As if creating the soundtrack for a dungeon overflowing in drug-induced death and decay, The Warlocks sludged through a spellbinding set, looking nearly comatose on stage. Unable to deal with even a little bit of light, frontman Bobby Hecksher continuously asked for the club to dim the lights more and more until the stage was practically black. Though they looked as though they were propped up, and disoriented by an overload of narcotics, they were still able to make it through an entire set. Focusing primarily on the highly underrated 2007 release "Heavy Deavy Skull Lover" and 2005's "Surgery," the Los Angeles 6-peice often sounded as though they were riding the same hypnotic 2 chord riff over and over with a little bit of variation. Maybe it was the contact high we were getting from just being in the same room as The Warlocks, but they were pretty great.

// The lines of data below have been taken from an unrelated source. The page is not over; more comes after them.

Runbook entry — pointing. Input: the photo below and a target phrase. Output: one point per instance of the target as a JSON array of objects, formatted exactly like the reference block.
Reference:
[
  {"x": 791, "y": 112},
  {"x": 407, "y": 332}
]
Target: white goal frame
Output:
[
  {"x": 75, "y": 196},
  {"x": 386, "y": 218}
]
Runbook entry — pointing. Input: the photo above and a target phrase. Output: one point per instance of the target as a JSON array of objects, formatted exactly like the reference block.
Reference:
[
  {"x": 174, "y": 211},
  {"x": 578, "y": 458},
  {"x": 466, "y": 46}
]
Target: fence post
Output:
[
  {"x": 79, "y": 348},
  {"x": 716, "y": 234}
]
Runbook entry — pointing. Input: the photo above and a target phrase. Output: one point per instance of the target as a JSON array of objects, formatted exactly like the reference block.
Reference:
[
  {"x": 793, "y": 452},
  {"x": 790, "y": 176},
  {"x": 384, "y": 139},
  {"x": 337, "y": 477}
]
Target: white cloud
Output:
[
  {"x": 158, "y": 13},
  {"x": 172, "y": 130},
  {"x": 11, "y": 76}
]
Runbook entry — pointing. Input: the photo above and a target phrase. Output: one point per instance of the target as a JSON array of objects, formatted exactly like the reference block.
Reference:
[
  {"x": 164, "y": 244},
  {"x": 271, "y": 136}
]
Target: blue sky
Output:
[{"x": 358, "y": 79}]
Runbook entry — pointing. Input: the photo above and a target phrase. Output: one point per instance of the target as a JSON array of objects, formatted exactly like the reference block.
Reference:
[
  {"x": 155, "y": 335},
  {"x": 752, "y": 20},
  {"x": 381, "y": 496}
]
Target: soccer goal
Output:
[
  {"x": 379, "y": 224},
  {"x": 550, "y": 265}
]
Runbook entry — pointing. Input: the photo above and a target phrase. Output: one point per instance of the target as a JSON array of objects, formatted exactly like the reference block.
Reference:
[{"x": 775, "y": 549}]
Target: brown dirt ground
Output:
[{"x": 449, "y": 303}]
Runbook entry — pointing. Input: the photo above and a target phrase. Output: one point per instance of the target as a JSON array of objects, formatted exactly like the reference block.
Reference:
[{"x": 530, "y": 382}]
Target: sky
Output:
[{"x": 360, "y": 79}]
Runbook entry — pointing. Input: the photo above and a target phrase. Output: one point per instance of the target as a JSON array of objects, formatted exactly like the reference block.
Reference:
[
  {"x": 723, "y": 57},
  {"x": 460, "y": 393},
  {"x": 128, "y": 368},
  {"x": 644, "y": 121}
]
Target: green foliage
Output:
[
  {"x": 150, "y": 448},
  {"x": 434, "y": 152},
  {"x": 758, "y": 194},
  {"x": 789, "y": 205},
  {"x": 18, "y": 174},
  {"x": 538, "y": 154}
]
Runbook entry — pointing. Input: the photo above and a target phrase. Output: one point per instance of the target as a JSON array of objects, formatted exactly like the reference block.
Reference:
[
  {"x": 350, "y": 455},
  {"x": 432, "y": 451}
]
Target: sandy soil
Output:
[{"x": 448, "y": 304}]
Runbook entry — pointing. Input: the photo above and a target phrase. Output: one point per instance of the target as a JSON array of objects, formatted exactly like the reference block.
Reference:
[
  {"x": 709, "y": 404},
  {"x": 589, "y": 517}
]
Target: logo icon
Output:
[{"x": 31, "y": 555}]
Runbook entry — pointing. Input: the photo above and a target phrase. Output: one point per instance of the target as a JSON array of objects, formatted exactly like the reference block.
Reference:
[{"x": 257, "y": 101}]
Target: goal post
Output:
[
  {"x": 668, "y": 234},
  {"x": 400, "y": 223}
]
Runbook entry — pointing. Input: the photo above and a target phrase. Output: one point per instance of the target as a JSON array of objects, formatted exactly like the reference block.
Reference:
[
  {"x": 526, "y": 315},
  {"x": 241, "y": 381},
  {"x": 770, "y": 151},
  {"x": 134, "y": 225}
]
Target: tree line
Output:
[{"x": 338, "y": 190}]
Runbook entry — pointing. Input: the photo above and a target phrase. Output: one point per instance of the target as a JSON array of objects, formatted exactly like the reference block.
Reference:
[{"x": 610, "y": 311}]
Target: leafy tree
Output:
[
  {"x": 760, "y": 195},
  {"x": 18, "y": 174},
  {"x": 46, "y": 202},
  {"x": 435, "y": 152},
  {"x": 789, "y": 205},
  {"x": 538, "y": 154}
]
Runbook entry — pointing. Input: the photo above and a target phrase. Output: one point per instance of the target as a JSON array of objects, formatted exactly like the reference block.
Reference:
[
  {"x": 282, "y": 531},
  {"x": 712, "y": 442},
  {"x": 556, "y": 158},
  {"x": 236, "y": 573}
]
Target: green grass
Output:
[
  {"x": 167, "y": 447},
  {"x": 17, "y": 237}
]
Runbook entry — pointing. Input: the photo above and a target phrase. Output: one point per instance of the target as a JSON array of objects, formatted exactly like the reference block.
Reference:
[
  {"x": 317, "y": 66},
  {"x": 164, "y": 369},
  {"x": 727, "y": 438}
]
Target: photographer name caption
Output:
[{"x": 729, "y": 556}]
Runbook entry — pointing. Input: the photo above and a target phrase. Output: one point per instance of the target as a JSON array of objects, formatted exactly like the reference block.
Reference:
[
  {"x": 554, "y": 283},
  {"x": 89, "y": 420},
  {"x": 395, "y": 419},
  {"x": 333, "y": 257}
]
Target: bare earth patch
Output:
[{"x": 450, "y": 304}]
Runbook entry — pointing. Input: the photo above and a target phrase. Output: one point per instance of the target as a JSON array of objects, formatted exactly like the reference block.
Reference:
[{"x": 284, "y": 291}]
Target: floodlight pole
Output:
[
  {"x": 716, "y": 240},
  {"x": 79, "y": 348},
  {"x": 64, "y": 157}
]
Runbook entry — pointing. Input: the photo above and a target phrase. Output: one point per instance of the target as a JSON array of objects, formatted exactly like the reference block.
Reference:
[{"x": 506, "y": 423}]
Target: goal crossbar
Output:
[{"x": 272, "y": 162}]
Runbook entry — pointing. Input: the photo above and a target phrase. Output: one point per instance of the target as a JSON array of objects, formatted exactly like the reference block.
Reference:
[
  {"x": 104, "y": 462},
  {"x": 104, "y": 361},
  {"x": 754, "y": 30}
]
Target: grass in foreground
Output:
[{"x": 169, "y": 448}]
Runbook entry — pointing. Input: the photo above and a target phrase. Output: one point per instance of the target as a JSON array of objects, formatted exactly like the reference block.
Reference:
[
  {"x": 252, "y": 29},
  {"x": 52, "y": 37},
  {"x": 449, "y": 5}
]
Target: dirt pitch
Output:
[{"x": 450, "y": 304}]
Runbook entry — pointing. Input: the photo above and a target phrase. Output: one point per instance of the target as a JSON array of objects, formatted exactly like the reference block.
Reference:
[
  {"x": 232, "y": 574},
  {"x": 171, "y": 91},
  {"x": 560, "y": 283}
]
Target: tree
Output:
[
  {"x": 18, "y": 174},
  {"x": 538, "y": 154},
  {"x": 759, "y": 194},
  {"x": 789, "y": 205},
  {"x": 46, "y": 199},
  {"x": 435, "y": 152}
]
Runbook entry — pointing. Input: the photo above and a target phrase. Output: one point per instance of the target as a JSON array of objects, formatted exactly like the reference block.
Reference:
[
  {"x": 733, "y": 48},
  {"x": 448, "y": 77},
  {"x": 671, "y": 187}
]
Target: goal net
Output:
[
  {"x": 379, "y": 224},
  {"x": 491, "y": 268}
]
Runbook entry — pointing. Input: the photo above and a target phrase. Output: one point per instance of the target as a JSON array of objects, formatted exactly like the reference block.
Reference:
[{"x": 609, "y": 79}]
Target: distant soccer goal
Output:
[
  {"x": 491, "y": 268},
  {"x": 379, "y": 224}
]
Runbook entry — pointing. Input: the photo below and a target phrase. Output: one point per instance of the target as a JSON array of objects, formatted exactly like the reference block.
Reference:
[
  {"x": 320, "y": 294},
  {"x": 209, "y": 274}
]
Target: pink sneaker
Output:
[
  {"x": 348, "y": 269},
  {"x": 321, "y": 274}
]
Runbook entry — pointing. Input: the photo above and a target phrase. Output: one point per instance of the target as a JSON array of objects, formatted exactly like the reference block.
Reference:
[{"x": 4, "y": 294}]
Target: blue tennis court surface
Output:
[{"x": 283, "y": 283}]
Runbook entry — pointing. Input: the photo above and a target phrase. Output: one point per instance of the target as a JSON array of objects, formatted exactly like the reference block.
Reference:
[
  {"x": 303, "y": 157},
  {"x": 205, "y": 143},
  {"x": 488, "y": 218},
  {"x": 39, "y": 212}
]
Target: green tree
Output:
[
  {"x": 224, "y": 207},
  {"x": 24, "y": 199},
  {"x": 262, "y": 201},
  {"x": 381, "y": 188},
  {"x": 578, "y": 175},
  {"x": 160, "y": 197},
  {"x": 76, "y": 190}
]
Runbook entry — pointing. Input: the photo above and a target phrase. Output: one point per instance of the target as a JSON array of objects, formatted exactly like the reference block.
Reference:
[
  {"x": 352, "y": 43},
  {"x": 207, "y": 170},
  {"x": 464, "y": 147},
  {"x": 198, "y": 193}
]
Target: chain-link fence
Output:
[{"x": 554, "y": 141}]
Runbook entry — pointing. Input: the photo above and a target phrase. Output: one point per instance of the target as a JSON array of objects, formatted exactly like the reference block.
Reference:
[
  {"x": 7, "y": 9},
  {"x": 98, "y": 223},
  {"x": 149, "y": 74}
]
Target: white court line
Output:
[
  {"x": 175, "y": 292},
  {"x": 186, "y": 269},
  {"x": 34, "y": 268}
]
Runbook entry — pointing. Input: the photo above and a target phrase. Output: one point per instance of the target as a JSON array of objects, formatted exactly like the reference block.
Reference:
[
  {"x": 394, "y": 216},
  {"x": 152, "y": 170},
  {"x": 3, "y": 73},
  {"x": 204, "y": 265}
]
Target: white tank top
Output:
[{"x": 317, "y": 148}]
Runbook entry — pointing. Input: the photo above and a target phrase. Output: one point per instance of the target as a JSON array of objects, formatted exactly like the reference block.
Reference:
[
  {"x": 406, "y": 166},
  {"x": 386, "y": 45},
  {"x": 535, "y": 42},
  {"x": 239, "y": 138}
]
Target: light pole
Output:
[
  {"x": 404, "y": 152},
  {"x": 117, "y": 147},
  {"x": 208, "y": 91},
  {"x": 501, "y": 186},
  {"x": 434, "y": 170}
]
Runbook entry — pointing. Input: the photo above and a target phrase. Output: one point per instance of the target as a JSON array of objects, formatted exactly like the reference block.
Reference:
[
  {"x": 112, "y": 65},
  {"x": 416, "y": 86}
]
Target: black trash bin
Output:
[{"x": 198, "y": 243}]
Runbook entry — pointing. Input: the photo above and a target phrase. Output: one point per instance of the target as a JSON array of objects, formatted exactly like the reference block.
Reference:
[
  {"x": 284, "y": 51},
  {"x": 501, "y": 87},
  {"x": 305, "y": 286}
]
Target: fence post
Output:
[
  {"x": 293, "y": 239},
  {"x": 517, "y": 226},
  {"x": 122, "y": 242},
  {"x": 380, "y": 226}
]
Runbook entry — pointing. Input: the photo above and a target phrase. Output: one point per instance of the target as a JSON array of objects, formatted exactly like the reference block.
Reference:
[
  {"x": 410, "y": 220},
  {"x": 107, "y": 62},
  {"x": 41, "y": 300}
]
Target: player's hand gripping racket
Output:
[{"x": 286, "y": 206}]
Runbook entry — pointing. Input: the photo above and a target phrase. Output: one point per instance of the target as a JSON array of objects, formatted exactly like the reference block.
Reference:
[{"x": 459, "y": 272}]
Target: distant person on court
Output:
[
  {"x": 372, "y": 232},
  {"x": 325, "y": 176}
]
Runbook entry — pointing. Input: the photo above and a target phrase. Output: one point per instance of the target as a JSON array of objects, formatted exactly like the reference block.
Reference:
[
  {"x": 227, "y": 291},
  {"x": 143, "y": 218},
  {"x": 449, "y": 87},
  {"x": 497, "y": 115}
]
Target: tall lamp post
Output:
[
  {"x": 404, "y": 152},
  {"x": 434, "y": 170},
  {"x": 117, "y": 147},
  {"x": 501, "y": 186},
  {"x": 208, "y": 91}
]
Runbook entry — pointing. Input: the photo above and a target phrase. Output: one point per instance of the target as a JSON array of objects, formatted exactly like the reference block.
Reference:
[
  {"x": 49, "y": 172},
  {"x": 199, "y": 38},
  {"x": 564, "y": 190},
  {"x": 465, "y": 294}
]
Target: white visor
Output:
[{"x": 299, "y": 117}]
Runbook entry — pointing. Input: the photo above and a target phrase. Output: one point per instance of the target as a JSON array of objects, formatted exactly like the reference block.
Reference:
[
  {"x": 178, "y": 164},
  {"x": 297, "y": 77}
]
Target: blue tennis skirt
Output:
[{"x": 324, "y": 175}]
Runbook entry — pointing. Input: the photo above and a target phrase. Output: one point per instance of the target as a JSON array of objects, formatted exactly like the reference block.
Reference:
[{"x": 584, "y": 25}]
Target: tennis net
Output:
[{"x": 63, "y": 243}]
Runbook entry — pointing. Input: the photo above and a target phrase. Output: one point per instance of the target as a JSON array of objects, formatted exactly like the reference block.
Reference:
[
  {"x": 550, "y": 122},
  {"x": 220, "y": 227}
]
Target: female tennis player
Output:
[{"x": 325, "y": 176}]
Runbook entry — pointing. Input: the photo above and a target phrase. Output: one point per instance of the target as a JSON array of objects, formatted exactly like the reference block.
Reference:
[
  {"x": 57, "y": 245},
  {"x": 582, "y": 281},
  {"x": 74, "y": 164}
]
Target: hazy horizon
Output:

If The Warlocks were creating the soundtrack for a dungeon, then The Black Angels belong lurking through the deepest swamps of Vietnam, watching as snipers relentlessly take men down. Fittingly, that's pretty much exactly what the imagery of their lyrics conjure up, with songs like "Bloodhounds on My Trail" and "Snipers at the Gates of Heaven." Opening with "Manipulation," possibly the best track off of their critically claimed debut "Passover," they began to drag us through the trenches, like a wounded soldier being brought to the pile of dead warriors. The pace was slow, feeling every inch, with guitar shrapnel shredding our skin. Onto a screen behind the Texas 5-peice, movie clips and psychedelic imagery were proected, adding to the already haunting atmosphere engulfing the room. The new material off of "Directions to See a Ghost" fit in perfectly with the songs from "Passover." Surprisingly, the lack of former keyboardist Jennifer Raines did not really hurt their sound at all, as they sounded just as good if not better than the last 2 times I had seen them.
After feeling like I had been given a shot of opium, locked in a dungeon, and dragged through the trenches of war, I felt lucky to still be alive. Seeing these bands live is an experience that is far superior to what they deliver on record. Just don't go expecting the sunshine happiness of a Hot Chip concert.